Les livres concernant le droit des Saoudiennes à conduire ont également été interdits. Selon le quotidien Okaz : «Plus de 10.000 copies de 420 titres ont été retirées par les organisateurs de la foire» sous la pression des religieux. C'est la police religieuse qui est chargée de faire respecter les «normes». Elle est connue pour ses interventions musclées afin de vérifier le code vestimentaire et sévir contre tout écart de conduite jugé contraire à l'idéologie.
L'irruption et le zèle des islamistes laisse un goût amer chez les auteurs censurés. Même si la comparaison est osée, et si dans les faits cette censure intellectuelle ne fait pas de l'Arabie Saoudite l'Allemagne d'avant guerre, l'image des «autodafés» peut affleurer la conscience. L'Histoire se souviendra à jamais du 10 mai 1933 où, à Berlin, les livres jugés «anti-allemands» et « immoraux» furent brûlés par des étudiants.

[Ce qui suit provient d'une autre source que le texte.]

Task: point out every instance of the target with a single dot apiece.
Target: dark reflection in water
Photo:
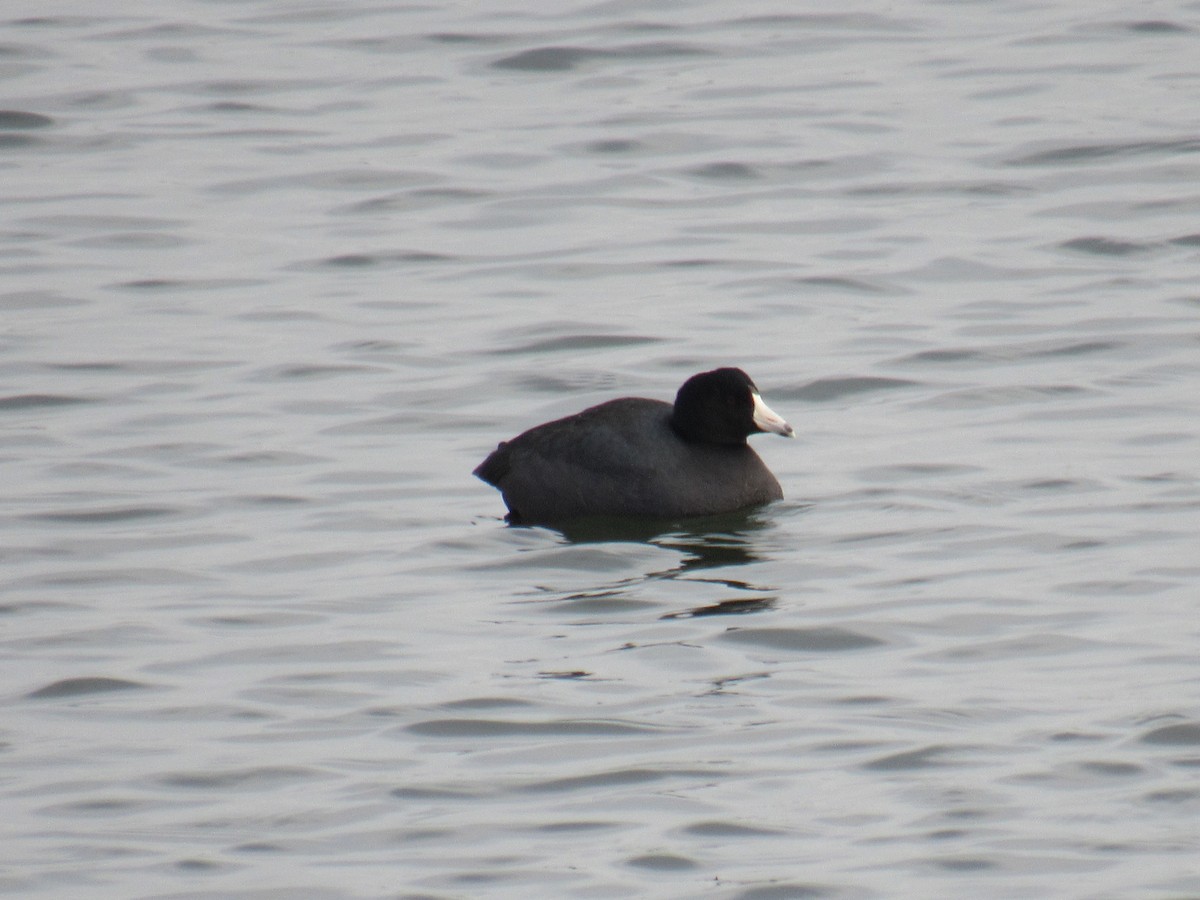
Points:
(708, 547)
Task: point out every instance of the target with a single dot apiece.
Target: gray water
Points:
(277, 275)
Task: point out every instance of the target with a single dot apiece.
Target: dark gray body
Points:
(623, 459)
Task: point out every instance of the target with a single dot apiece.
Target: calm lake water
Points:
(277, 275)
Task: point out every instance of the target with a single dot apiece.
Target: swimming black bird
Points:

Interrogée par l'AFP, Aziza al-Youssef, militante saoudienne des droits de l'Homme, explique son étonnement devant ces retraits. Elle estime que, finalement, ils «feraient contribuer à la notoriété des auteurs censurés». Dans une liste publiée par le quotidien Saudi gazette se trouve également le livre Quand les Saoudiennes auront-elles le droit de conduire? Son auteur Abdallah al-Alami a reçu des menaces anonymes. Un sujet qui divise la société saoudienne, entre ceux qui défendent les droits des femmes à conduire, et les autorités religieuses qui les rejettent.
Cette liste concerne également le livre Révolution, de l'Egyptien Wael Ghoneim, l'un des inspirateurs de la révolte qui a conduit en 2011 au départ de Hosni Moubarak en Egypte.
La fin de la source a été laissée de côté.